Cuatro años después.
En cuanto entré en primero de bachillerato, sabía que tenía que esforzarme más que de costumbre para obtener calificaciones perfectas. Cada día que pasaba en el instituto, me quedaba avanzando tarea y repasando los conceptos en la biblioteca a la hora del patio. Al llegar a casa, lo volvía a hacer y, por si las moscas, seguía al pie de la letra todos los consejos para retener la información. Además, me aseguraba de que mis trabajos y exámenes fueran lo más impecable posibles. Tenía un único objetivo, y quería alcanzarlo.

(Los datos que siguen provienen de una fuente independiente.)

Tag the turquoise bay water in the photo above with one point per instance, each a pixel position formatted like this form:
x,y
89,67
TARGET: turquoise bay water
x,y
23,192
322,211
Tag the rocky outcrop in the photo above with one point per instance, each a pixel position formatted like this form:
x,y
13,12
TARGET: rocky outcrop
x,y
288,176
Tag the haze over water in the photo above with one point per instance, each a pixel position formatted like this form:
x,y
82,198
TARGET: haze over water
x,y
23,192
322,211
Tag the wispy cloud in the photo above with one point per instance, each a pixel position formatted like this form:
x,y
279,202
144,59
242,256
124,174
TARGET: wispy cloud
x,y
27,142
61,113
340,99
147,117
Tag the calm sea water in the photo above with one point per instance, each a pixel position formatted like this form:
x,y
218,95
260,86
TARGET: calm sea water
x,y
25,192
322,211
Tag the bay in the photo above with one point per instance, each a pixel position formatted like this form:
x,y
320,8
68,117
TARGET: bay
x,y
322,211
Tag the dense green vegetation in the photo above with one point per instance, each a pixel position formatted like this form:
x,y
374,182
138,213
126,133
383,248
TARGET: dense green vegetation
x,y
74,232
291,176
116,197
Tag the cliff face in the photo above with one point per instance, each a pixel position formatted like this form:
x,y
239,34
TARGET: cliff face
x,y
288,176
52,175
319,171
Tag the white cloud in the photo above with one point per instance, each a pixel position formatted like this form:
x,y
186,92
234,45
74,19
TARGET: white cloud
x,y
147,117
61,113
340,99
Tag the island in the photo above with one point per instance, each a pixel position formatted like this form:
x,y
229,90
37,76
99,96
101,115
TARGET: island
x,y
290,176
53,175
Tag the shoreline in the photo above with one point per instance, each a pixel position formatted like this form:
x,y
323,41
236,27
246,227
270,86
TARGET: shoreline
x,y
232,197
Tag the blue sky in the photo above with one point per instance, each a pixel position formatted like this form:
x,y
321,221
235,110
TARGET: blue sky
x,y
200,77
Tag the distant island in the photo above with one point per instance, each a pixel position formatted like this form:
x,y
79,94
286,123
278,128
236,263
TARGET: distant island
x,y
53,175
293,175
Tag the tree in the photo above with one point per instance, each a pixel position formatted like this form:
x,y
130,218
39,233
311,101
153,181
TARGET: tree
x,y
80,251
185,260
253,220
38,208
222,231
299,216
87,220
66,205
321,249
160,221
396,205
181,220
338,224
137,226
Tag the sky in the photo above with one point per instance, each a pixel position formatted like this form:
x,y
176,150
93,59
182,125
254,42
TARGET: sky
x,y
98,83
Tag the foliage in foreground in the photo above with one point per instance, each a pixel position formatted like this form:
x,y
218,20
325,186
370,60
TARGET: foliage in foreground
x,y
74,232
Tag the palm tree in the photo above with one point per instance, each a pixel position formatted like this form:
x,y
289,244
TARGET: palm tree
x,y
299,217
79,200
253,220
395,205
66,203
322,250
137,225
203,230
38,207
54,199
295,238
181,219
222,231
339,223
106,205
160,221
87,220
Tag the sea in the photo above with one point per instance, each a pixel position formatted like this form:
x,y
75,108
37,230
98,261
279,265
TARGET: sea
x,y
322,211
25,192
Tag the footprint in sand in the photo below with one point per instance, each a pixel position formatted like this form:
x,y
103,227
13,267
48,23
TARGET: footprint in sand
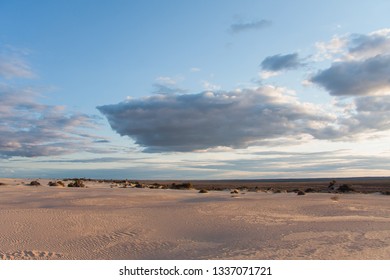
x,y
30,255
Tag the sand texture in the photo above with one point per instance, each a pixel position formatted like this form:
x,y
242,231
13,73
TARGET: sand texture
x,y
104,221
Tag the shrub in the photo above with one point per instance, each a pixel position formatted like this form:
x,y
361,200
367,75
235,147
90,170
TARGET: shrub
x,y
76,184
301,193
345,188
183,186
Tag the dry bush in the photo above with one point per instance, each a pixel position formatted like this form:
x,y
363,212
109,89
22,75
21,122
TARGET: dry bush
x,y
76,184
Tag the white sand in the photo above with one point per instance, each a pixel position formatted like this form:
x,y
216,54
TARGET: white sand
x,y
100,222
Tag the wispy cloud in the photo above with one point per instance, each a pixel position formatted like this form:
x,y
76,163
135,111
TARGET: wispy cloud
x,y
29,128
273,65
167,85
251,25
361,68
14,67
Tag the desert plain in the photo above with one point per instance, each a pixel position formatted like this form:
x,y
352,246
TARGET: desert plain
x,y
261,220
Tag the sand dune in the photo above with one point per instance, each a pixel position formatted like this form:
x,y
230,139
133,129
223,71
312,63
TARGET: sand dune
x,y
108,222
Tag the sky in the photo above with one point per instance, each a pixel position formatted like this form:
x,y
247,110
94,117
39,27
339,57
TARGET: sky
x,y
194,89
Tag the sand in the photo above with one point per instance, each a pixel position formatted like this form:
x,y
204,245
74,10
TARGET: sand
x,y
104,221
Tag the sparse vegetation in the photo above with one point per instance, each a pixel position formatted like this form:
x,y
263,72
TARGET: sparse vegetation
x,y
301,193
77,184
335,198
345,188
182,186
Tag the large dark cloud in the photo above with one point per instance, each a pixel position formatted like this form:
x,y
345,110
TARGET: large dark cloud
x,y
280,62
356,77
205,120
252,25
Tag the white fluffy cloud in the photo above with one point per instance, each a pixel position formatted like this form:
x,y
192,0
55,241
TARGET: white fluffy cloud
x,y
362,65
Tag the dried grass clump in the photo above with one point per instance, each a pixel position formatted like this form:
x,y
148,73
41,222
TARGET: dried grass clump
x,y
335,198
301,193
77,184
183,186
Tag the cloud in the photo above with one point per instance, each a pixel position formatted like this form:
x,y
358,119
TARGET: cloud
x,y
356,78
211,119
354,46
14,67
31,129
361,64
280,62
362,46
167,85
246,26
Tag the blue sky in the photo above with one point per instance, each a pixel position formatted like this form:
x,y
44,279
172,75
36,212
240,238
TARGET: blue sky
x,y
194,89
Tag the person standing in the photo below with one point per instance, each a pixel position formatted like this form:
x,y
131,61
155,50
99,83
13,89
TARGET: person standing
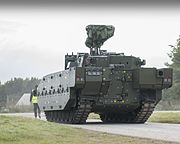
x,y
34,101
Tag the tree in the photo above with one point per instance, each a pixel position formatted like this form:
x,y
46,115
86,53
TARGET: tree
x,y
174,92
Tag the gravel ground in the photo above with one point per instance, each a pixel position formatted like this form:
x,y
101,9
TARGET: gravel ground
x,y
161,131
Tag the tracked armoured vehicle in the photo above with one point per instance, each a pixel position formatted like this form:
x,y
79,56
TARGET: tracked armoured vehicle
x,y
110,84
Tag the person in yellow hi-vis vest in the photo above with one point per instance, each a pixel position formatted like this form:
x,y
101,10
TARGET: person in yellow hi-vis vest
x,y
34,100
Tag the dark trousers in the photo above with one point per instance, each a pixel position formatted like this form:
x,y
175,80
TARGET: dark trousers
x,y
36,109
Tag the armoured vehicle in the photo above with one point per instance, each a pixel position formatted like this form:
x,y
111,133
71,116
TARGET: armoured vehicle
x,y
110,84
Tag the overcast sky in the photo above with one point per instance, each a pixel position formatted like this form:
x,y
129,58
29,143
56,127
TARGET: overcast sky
x,y
35,38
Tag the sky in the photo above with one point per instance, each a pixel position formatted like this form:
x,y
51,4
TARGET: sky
x,y
34,37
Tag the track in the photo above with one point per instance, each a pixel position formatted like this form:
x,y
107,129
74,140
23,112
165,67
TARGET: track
x,y
141,115
77,116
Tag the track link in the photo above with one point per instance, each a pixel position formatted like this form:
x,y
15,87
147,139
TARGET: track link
x,y
139,116
78,116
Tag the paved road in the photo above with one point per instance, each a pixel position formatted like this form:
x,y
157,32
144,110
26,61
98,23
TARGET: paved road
x,y
168,132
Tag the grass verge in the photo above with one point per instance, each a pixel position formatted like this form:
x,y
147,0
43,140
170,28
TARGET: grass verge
x,y
19,130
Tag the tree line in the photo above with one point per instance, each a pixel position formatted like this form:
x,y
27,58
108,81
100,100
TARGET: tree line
x,y
12,90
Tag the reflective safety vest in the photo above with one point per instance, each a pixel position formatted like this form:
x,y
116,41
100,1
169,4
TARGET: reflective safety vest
x,y
34,99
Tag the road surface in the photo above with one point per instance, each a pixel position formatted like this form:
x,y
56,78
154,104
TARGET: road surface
x,y
167,132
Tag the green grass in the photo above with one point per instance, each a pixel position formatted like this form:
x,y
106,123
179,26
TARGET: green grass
x,y
19,130
165,117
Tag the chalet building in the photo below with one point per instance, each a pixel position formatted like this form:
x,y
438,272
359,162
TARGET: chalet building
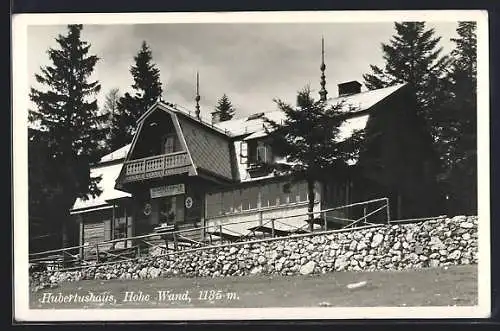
x,y
198,174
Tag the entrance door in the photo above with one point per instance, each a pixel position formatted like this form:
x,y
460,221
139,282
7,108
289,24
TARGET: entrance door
x,y
172,209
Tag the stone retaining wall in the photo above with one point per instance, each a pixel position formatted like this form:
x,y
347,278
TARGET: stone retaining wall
x,y
432,243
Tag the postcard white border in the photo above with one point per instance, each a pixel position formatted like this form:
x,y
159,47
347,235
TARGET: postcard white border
x,y
20,48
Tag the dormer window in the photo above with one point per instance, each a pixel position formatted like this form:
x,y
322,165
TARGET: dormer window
x,y
169,144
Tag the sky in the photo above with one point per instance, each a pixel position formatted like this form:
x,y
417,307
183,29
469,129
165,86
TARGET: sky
x,y
253,63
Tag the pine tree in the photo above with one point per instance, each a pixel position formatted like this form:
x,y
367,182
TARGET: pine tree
x,y
309,140
110,109
69,128
147,88
413,56
458,119
225,108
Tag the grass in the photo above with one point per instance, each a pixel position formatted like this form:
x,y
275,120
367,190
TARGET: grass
x,y
456,285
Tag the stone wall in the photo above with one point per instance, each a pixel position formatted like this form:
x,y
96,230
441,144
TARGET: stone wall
x,y
433,243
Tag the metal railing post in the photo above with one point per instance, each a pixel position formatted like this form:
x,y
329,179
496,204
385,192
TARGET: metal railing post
x,y
388,210
220,232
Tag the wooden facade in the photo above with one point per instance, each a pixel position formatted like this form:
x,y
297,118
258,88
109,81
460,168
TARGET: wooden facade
x,y
182,171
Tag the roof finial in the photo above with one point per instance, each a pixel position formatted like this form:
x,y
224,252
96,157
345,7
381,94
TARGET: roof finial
x,y
197,98
322,91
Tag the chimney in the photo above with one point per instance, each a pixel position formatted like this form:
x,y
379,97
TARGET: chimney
x,y
215,117
349,88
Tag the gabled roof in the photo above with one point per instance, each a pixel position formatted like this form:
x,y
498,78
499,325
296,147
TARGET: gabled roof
x,y
109,174
355,103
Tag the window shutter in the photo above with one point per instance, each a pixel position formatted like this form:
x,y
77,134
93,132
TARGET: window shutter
x,y
243,152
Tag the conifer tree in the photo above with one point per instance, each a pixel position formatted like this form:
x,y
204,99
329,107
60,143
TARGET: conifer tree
x,y
309,140
147,88
110,110
225,108
69,128
458,119
413,56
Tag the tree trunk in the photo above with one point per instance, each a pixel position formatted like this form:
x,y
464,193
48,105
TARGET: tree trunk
x,y
310,207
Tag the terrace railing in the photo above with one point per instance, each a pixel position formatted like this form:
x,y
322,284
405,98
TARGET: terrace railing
x,y
156,166
372,212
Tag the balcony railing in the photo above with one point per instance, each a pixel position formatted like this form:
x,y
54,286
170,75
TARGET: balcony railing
x,y
156,166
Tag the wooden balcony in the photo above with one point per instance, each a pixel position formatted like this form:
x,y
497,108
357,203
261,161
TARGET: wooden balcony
x,y
156,167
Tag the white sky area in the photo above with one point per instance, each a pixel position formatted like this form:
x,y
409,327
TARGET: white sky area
x,y
253,63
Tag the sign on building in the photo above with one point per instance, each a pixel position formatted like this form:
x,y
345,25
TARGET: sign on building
x,y
167,190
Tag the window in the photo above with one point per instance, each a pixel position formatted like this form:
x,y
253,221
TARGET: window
x,y
249,198
293,193
269,195
170,144
263,153
214,204
120,226
228,202
302,190
243,152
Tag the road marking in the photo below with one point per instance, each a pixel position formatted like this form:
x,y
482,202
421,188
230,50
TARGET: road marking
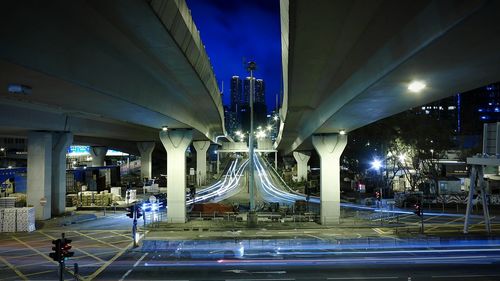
x,y
34,249
362,278
76,248
432,217
463,276
102,242
270,272
447,223
274,279
380,231
41,272
104,266
19,273
483,221
316,237
135,265
120,234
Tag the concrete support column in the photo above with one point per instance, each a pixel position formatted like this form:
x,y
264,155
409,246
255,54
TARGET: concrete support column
x,y
40,173
146,150
176,142
302,159
98,153
60,143
201,160
330,148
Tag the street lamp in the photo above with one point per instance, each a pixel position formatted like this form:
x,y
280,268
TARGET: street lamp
x,y
402,158
416,86
376,164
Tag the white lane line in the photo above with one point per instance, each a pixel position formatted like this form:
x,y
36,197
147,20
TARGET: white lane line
x,y
135,265
463,276
362,278
273,279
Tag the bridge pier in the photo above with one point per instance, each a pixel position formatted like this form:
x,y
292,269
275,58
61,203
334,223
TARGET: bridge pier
x,y
201,160
146,149
98,154
301,158
176,142
47,172
330,148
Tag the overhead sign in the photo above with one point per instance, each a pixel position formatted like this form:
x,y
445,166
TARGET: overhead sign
x,y
78,150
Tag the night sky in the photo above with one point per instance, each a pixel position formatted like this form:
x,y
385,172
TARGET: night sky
x,y
235,31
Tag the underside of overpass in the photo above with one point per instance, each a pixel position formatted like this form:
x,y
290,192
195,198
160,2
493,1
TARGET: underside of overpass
x,y
347,64
107,74
112,69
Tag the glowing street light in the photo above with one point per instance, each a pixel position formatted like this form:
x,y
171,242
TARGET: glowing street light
x,y
416,86
402,158
376,164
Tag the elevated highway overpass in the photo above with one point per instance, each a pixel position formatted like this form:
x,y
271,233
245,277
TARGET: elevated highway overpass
x,y
349,63
104,73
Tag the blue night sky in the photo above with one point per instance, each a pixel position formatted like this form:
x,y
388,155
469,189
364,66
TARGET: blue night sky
x,y
235,31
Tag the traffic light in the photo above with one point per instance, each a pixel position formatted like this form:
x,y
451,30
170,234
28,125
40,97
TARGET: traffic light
x,y
138,212
65,249
130,211
418,209
56,255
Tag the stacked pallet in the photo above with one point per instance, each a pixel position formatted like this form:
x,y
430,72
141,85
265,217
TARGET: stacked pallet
x,y
9,220
25,219
92,198
71,200
7,202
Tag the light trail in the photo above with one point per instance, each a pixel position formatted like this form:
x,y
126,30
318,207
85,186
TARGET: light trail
x,y
274,193
224,187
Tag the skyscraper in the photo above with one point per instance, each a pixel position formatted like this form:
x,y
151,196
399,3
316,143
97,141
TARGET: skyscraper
x,y
235,93
259,92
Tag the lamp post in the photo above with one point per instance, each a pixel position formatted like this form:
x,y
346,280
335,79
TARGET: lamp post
x,y
251,68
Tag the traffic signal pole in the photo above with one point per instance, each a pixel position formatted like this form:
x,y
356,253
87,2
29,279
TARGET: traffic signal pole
x,y
61,252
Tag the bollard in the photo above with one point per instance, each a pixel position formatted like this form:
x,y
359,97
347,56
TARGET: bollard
x,y
75,269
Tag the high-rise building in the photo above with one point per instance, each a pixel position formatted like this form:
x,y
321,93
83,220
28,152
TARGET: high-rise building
x,y
259,104
260,96
245,98
235,93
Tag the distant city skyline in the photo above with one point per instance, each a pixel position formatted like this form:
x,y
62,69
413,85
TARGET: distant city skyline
x,y
232,36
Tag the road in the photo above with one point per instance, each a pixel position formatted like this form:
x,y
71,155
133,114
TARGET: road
x,y
313,260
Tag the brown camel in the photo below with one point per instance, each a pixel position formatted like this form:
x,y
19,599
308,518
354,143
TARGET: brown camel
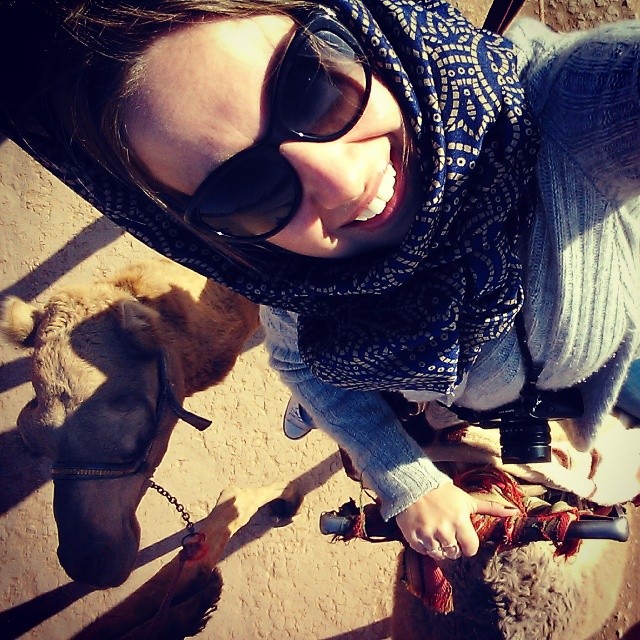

Llegó la selectividad y, a pesar de los nervios que me invadieron, sabía que iba a aprobar esas pruebas y acceder a la universidad. Pero esa pequeña parte de duda hacía sus estragos, por lo que no pude estar tranquilo hasta que introduje mis datos en la web y observé la media que había obtenido. Era más que suficiente para el corte de la carrera que había escogido. En julio tuve la entrevista de la universidad que escogí y me matriculé en todas las asignaturas del primer curso. Grité y lloré de felicidad; iba a ser cierto que todo esfuerzo tiene su recompensa.
El mes de agosto se me pasó en un suspiro. Fui a alguna que otra fiesta, viajé a las Baleares. Disfruté de la playa, del sol, de los chicos que se ponían unos bañadores que dejaban poca imaginación. Pude descansar, quedándome tumbado sobre mi cama deshecha viendo series y películas. Conseguí colarme en alguna que otra discoteca y morrearme con algunos extranjeros que nunca quisieron pasar a algo más. Eso, o que yo no entendía que sus invitaciones a sus habitaciones de hotel eran para algo más que tomarme una última copa.